Se entre as duas Grandes Guerras foram várias as personalidades a preconizar a necessidade da instituição de um projecto político europeu, a verdade é que só depois da 2ª Guerra Mundial se verificaram as condições favoráveis ao surgimento de tal artefacto institucional. Convirá a propósito lembrar que quando falamos de condições nos referimos a uma fecunda associação de convicções, valores, oportunidades e interesses. A dimensão política nunca foi uma espécie de reduto irreal e bacteriologicamente puro. No seu momento fundador, a Comunidade Económica Europeia correspondeu simultaneamente a necessidades pragmáticas experimentadas pelos Estados que a originaram e a valores políticos orientadores da acção dos mesmos. Nos anos 50, o já então determinante eixo franco-alemão assentou em grande parte na necessidade de recuperar o prestígio político e a capacidade económica da França, bem como na idêntica necessidade de reinserção da Alemanha pós-hitleriana na Comunidade Internacional.

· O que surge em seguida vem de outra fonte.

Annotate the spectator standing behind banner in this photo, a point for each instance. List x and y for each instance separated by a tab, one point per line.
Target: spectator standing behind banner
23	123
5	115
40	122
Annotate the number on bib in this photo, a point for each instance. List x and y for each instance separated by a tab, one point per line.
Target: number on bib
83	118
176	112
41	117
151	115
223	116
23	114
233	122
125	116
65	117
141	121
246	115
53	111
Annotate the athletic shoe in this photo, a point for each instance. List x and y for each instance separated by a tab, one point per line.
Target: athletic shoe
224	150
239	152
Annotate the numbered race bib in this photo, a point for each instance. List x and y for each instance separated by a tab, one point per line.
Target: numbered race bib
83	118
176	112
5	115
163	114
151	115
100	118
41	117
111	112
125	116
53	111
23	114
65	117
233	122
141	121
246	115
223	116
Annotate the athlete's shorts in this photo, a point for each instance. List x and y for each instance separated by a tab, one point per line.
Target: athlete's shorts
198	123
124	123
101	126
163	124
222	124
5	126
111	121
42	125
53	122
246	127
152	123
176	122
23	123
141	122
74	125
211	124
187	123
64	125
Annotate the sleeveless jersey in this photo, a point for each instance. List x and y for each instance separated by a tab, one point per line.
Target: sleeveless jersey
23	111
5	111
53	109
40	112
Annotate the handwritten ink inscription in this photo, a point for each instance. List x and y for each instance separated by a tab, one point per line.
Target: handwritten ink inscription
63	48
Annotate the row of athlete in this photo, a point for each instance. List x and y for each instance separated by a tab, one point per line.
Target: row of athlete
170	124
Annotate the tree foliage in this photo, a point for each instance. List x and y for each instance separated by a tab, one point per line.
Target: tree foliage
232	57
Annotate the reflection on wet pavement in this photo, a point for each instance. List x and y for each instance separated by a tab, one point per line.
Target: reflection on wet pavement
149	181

A partir daí iniciou-se um longo percurso caracterizado por múltiplos avanços e recuos que acabou por conduzir à consolidação institucional de um verdadeiro projecto político europeu.

Este projecto é de tal modo  novo e complexo que extravasa em muito as categorias rígidas do federalismo, do confederalismo ou da intergovernamentalidade. Ao longo dos anos assistimos ao surgimento de mecanismos que articulam sabiamente estas múltiplas formas de relacionamento entre os Estados. No momento presente, por exemplo, apesar do reforço dos poderes do Parlamento Europeu e do alargamento das competências da Comissão em relação a fases anteriores, constatamos uma clara supremacia do Conselho Europeu, fenómeno que parece corresponder, de resto, à percepção da opinião pública.

A meu ver, a declaração de Roma proclamada no passado fim-de-semana vai na direcção correcta. A União Europeia fundamenta-se em três princípios nucleares: a liberdade nos planos político, cultural e económico; a solidariedade entre os povos e os cidadãos; a vontade de promoção da paz. Entre os princípios e a realidade há sempre múltiplos obstáculos que se interpõem e que em cada momento histórico carecem de ser removidos. O que importa é saber se no essencial um projecto político permanece fiel aos seus valores fundadores ou revela demasiada tendência para soçobrar e abdicar do respeito pelos mesmos. Apesar de tudo, mau grado a magnitude das crises que teve de enfrentar ? nomeadamente a crise financeira dos últimos anos ?, a União Europeia tem-se revelado à altura das suas exigentes inspirações filosóficas, históricas e políticas.

2. No momento em que em Roma se celebrava o sexagésimo aniversário do Tratado Europeu, o primeiro-ministro António Costa pronunciava palavras corajosas de confiança no futuro deste projecto. A jovem pitonisa da extrema-esquerda anti-europeia portuguesa extasiava-se em declamações anunciando a morte desta Europa. Entretanto, o Partido Comunista prosseguia tranquilamente a sua campanha pela saída de Portugal da Zona Euro. Façamos um pequeno exercício: coloquemos numa ordem sequencial as declarações sobre a Europa de Costa, Catarina e Jerónimo. A seguir introduza-se a voz de um qualquer desses cinzentos porta-vozes que se habituaram a fazer o elogio da “geringonça”. O que temos como resultado final? Uma fantástica cena felinniana que provavelmente nem ao génio de Fellini teria ocorrido.